Are you kidding..... I've got two kidneys, take one, just leave the unimog and keys....


----------



## unimogr (Feb 18, 2004)

Got the SOB stuck tonight. Had the plow on pushing to open a spot for more snow. Sank in about a foot onto ice. A bunch of shoveling and the F450 with a strap to get out. Diff locks don't mean crap on ice....


----------



## paponte (Oct 28, 2003)

That's a beautiful thing!


----------



## doctorit (Jan 30, 2011)

Nice machine! I'm pretty sure a friend of mine spotted you - I'm pretty sure there's not too many other trucks like that in the Cumberland area.


----------



## tailboardtech (Feb 28, 2010)

i want one.... that is all


----------



## Raymond S. (Jan 8, 2008)

Wow....



....Wow!


----------



## Dan85 (Oct 14, 2008)

Absolutely awesome, would love to see any more pics/video of your Unimog in action!


----------



## ddb maine (Dec 4, 2009)

unimogr;1224975 said:


> Got the SOB stuck tonight. Had the plow on pushing to open a spot for more snow. Sank in about a foot onto ice. A bunch of shoveling and the F450 with a strap to get out. Diff locks don't mean crap on ice....


Studded tires would help. But not just any studded tire will do on that beast. Samuri Sword studded tires. Climb a bonzai tree for heavens sake


----------



## ppandr (Dec 16, 2004)

About ten years ago I had an oppurtunity to by a Uni that was in great shape but older for $15K. Never could justify the expense and have it sitting around when I needed other "daily use equip". They are awesome for those "in case of emergency break glass" moments.

So wish I had bought it.....


----------



## Bigrd1 (Dec 4, 2010)

That thing is pretty bad ass!
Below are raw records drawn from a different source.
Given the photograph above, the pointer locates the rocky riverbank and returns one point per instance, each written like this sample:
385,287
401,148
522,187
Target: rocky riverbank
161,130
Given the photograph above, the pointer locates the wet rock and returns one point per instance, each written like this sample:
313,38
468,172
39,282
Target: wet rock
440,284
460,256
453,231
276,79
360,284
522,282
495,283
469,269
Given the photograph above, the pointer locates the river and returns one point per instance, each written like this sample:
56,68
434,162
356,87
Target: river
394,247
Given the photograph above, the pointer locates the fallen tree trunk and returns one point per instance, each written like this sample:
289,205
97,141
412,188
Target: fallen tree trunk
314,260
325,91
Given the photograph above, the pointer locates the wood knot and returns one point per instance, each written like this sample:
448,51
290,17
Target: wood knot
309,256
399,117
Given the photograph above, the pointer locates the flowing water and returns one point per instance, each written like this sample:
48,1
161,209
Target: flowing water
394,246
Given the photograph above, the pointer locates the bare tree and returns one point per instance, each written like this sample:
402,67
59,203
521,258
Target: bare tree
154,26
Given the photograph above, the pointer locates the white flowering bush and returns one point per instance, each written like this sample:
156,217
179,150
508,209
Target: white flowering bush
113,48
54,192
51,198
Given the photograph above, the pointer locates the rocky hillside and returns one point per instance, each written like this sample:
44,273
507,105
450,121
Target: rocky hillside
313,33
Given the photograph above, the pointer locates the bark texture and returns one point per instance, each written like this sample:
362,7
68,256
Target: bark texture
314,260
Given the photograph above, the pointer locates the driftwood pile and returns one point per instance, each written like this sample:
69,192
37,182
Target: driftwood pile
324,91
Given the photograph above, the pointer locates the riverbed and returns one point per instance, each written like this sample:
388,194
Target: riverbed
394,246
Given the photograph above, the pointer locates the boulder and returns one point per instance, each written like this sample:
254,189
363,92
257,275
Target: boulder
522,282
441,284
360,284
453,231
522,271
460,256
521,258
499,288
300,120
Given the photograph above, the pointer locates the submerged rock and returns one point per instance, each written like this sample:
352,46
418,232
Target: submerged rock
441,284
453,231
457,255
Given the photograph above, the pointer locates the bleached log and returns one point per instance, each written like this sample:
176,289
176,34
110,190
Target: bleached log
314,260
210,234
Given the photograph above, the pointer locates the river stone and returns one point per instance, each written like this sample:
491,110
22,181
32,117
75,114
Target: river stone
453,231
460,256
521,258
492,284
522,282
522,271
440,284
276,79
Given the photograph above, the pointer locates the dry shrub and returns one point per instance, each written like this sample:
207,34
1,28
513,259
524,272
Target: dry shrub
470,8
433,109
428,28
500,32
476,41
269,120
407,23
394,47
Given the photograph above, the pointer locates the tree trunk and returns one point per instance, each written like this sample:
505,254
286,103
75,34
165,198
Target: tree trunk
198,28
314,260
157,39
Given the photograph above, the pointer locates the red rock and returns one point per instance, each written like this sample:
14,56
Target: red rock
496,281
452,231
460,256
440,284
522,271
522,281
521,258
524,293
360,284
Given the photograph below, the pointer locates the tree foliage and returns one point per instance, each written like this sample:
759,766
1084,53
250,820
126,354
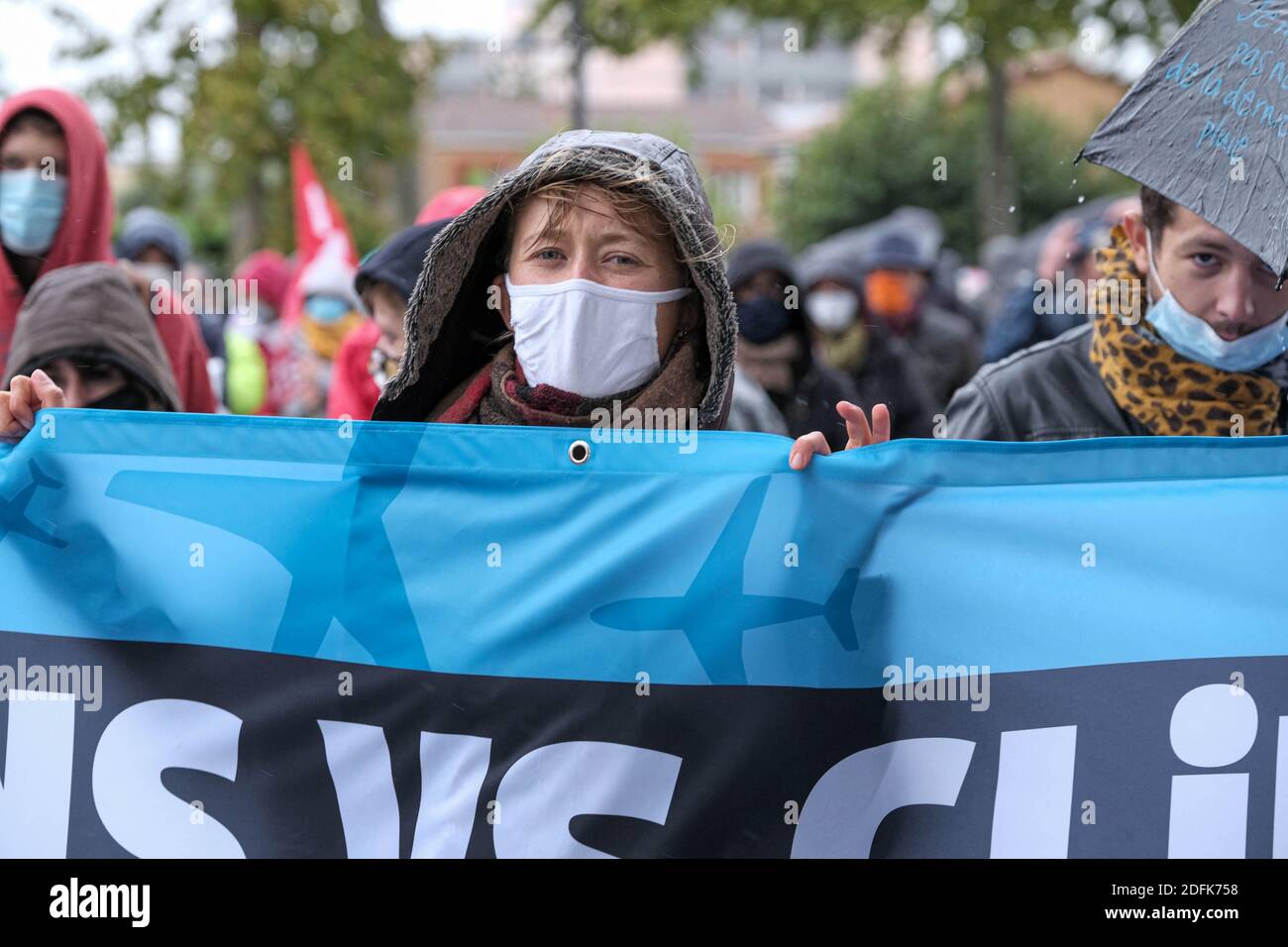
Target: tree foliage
326,72
885,153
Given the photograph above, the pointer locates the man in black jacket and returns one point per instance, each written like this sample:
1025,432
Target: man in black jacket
1196,348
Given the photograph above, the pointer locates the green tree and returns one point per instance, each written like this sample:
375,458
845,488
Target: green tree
993,34
325,72
897,146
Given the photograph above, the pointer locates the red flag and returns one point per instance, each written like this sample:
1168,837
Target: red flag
320,227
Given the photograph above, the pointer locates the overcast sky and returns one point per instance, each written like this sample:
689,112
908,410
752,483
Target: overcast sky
31,37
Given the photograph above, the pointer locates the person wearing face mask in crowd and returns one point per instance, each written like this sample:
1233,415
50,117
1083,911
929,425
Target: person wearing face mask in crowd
266,278
1189,337
84,339
776,352
158,250
372,354
301,352
944,346
590,275
879,364
55,210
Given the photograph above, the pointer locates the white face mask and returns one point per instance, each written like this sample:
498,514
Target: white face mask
587,338
1197,341
832,309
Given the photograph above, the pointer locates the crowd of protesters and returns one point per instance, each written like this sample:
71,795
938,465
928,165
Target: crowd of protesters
593,274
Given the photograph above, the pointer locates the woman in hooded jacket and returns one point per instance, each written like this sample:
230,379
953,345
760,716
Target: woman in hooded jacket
55,210
84,339
588,277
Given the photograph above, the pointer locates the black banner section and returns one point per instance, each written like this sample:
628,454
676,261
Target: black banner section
207,751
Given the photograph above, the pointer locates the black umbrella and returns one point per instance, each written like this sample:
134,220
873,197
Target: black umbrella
1207,124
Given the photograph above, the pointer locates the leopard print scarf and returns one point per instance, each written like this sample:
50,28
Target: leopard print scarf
1153,382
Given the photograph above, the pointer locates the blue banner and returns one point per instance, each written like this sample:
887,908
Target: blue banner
307,637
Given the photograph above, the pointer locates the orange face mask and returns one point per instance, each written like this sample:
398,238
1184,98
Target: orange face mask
892,294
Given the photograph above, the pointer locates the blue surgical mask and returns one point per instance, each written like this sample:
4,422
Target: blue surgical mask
326,308
1197,341
31,208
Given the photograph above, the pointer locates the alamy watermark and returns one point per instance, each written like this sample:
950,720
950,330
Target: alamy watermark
1077,296
24,682
649,425
913,682
211,296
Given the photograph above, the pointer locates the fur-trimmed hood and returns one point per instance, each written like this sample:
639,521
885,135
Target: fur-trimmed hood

I want one.


----------



## unimogr (Feb 18, 2004)

> Nice machine! I'm pretty sure a friend of mine spotted you - I'm pretty sure there's not too many other trucks like that in the Cumberland area.


Safe bet. Today I widened the road behind Lincoln Mall by my brothers shop. It was one an a half lanes wide. Now it's 3 lanes wide. Then went into Manville to move a tall pile out of a driveway. Now it's in the neighbors back yard. Won't he be surprised when he gets home!!!! I can hear him now "Honey, did it snow today?"


----------



## unimogr (Feb 18, 2004)

Just uploaded another video. Not the greatest but you can see me break 2 sheer pins at once. (I'm getting better at this). Blowers don't make great chippers.


----------



## Hank_JR (Feb 6, 2011)

Thats a nice rig


----------